Step 2: Target variable distribution and basic statistics.
Step 3: Time series visualization for trend and regime shifts.
Step 4: Seasonality patterns (daily/weekly cycles).
Step 5: Stationarity checks to guide SARIMA differencing.
Step 6: Autocorrelation analysis (ACF/PACF).
Step 7: Calendar effects (weekday/weekend, holidays).
Step 8: Weather variable exploration.
Step 9: Lag relationships with demand.
Step 10: Peak load analysis.
Step 11: Error sensitivity by regime.
Step 12: Multicollinearity checks.
Step 13: Summary and modeling decisions.



## Methods considered and design decisions
**Models explored**
- **SARIMA** for seasonal baselines using ACF/PACF and differencing diagnostics.
- **LSTM** to capture nonlinear dependencies and long-range temporal patterns.
- **Hybrid (SARIMA residual + LSTM)** to learn residual structure after seasonal modeling.
- **Ensembles** (mean/median, ridge stacking, NNLS, residual-switching) to combine model strengths.

**Why these choices?**
- Strong daily/weekly seasonality suggested a SARIMA baseline.
- Nonlinear effects and regime shifts motivated LSTM.
- Ensemble methods were tested to reduce variance and improve peak accuracy.
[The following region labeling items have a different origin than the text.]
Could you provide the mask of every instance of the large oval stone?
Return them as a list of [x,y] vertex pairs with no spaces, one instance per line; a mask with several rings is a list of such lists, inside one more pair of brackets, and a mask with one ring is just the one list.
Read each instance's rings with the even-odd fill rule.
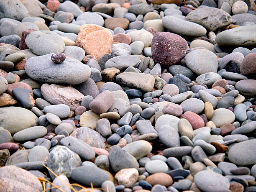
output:
[[154,76],[145,73],[122,73],[116,76],[116,80],[121,84],[146,92],[152,91],[155,84]]
[[60,36],[50,31],[32,31],[25,42],[30,50],[38,55],[61,53],[65,49],[65,43]]
[[69,84],[81,83],[91,75],[90,67],[78,60],[66,58],[64,62],[57,64],[51,61],[51,55],[28,59],[25,67],[28,75],[41,82]]
[[36,115],[26,109],[18,107],[0,108],[0,127],[9,131],[12,134],[36,126],[38,120]]
[[167,66],[176,64],[186,55],[188,46],[185,39],[172,33],[156,33],[152,40],[152,56],[155,62]]

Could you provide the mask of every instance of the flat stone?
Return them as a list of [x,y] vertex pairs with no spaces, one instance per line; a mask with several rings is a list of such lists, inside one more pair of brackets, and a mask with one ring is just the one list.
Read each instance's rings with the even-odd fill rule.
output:
[[186,17],[186,20],[201,25],[210,31],[225,27],[231,23],[231,16],[227,12],[207,6],[202,6],[191,11]]
[[225,31],[216,36],[216,42],[223,46],[255,46],[256,36],[253,33],[256,26],[245,26]]
[[[51,61],[51,55],[28,59],[25,65],[27,74],[31,79],[41,82],[69,84],[82,83],[90,77],[91,70],[87,65],[69,58],[56,64]],[[42,61],[44,61],[43,64]],[[55,71],[58,72],[57,76]]]
[[256,139],[252,139],[240,142],[232,146],[228,151],[229,160],[241,166],[255,164],[256,154],[251,149],[256,142]]
[[87,127],[76,129],[70,136],[77,138],[92,147],[103,149],[106,147],[106,139],[99,133]]
[[195,23],[171,15],[164,17],[162,20],[166,28],[177,34],[196,37],[206,34],[206,29],[204,27]]
[[[220,174],[209,171],[197,173],[195,176],[195,182],[199,189],[207,192],[228,190],[230,185],[228,180]],[[209,188],[209,185],[212,184],[214,186]]]
[[217,57],[210,51],[202,49],[195,50],[186,55],[184,59],[188,67],[198,75],[217,72],[218,64]]

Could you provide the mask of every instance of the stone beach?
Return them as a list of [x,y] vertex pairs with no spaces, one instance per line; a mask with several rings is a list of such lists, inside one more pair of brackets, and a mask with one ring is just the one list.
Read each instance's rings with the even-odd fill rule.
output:
[[0,0],[0,192],[256,191],[256,3]]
**Major changes in ideas**
- The hybrid model underperformed, so we emphasized ensembles and switch-based variants.
- Evaluation shifted to include tail errors (AE_P90/P95) to capture peak risk.



## Model results (test period)
Key metrics from saved outputs:

| Model | MAE | RMSE | R2 |
|---|---:|---:|---:|
| SARIMA | 11509.05 | 13345.42 | -0.84 |
| LSTM | 764.96 | 989.54 | 0.9898 |
| Hybrid | 16475.40 | 18460.52 | -2.53 |
| **Best ensemble (final_switch_tuned_q083)** | **577.14** | **740.36** | **0.995** |

Best overall accuracy comes from the switch-based ensemble, followed by LSTM. SARIMA and hybrid models show poor fit in this configuration.



## Model visualizations

**SARIMA forecasts**

![SARIMA forecasts](saved_model_outputs/sarima_outputs/10_forecasts.png)

**LSTM predictions**

![LSTM predictions](saved_model_outputs/lstm_outputs/predictions_visualization.png)

**Hybrid predictions**

![Hybrid predictions](saved_model_outputs/hybrid_outputs/predictions_visualization_hybrid.png)

**Ensemble predictions**

![Ensemble predictions](saved_model_outputs/ensemble_outputs/01_actual_vs_predictions_full.png)



## Final analysis
**What did we learn about the data?**
- The series shows strong daily/weekly seasonality and clear peak regimes.
- Peaks are harder to predict and dominate tail-error behavior.

**How did we answer the questions?**
- We compared SARIMA, LSTM, hybrid, and multiple ensembles on the same test period.
- The switch-based ensemble (`final_switch_tuned_q083`) achieved the best MAE/RMSE/R2.

**How can we justify these answers?**
- Consistent evaluation metrics across models.
- Visual comparison of predictions vs. actuals.
- Tail-error focus (AE_P90/P95) to assess peak robustness.

**Next questions / future work**
- Incorporate exogenous features (weather/holidays) to improve peak prediction.
- Evaluate rolling-origin backtesting for long-term robustness.